Chad declares emergency over ethnic clashes
October 17, 2008 (N’DJAMENA) — Chad on Tuesday declared a state of emergency along its eastern border with Sudan’s Darfur region and in its remote desert north to tackle a fresh flare-up of ethnic violence that killed at least 20 people.
President Idriss Deby’s government said the 12-day emergency period applied to the eastern Ouaddai and Wadi Fira regions and the northern part of Chad known as the BET.
The move gave local governors 24-hour search and arrest powers and the authority to restrict movement of people and vehicles, meetings and media coverage. The media controls would apply across the whole national territory, officials said.
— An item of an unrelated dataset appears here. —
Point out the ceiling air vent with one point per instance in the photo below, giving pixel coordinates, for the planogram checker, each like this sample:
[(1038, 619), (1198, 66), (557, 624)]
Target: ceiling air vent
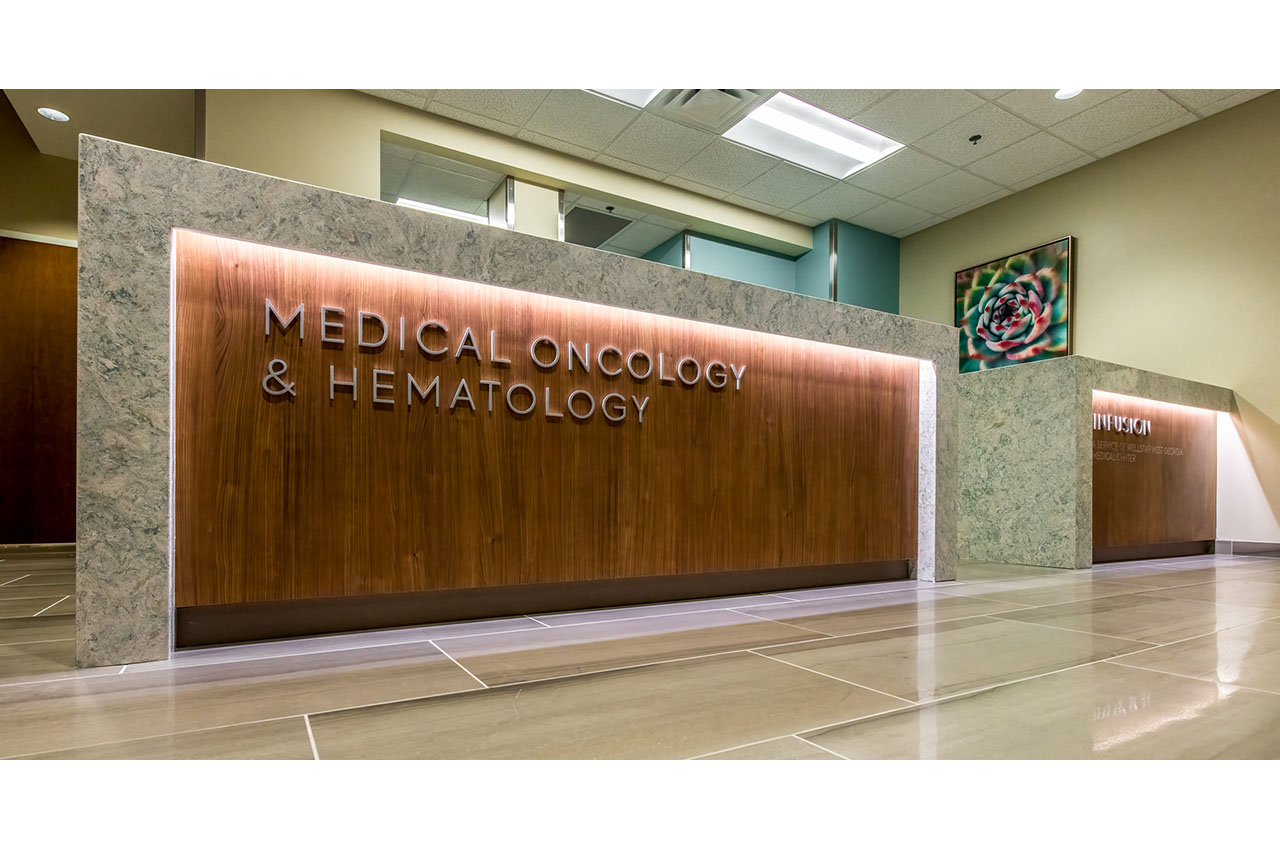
[(711, 109), (592, 228)]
The measures came a day after European Union foreign ministers gave final approval for the upcoming deployment of up to 3,000 European peacekeeping troops in eastern Chad, which has been racked by recurring violence for the last two years.
Much of the violence has spilled over the border from the wider three-year-old conflict in Darfur.
“In addition to the situation of war on the frontier with Sudan which has still not found a definitive solution, we are seeing more and more murderous inter-community conflicts that bring bloodshed to certain regions of the country,” Communication Minister Hourmadji Moussa Doumgor said.
“The administrative and military authorities of the relevant regions must tackle this intolerable situation with all appropriate means,” he added in an official statement.
Deby’s government announced the move after at least 20 people were killed in recent ethnic clashes in the Wadi Fira region following the desertion of a group of former rebels loyal to the defence minister.
The violence between the Tama and the Zaghawa communities broke out after an armed group of Tama fighters, who had served under Defence Minister Mahamat Nour, abandoned the eastern town of Guereda last week and moved close to the Sudanese border.
This is the second time in nearly a year that Chad has declared an emergency to halt ethnic violence in its volatile east, which has been the target of attacks by anti-Deby rebels and by Arab militias raiding over the border from Darfur.
“DEVILS ON HORSEBACK”
Last November, the government declared an emergency in large swathes of Chad after hundreds of people were killed in fighting between Arab and non-Arab communities and in attacks by Arabic-speaking armed raiders on horseback, known as Janjaweed. This term loosely translates in Arabic as “devils on horseback”.
Defence Minister Nour met Deby in the Wadi Fira regional capital of Biltine late on Monday to discuss the recent killings, which he blamed on ethnic enemies of his Tama people. Several Tama-Zaghawa clashes have occurred in recent months.
“No human being in this country can accept that his kin be massacred before his eyes. The problem in Dar Tama (the Tama homeland) is real. People are dying by the hundreds. Livestock is pillaged and stolen. … This must stop,” he told reporters.
Nour, a former rebel chief who made peace with Deby in December, said he had no personal quarrel with the Zaghawa president but had “enormous problems” with some members of the presidential entourage.
The planned EU peacekeeping force is intended to protect civilians, refugees and aid workers. According to U.N. figures, there are 400,000 Sudanese refugees and displaced Chadians in Chad and 200,000 displaced people in Central African Republic.
The EU force for Chad is deploying to complement an even bigger United Nations/African Union force planned for Darfur, where a local rebellion and ethnic fighting since 2003 have killed some 200,000 people, experts say. Sudan’s government rejects this figure, saying the death toll is much lower.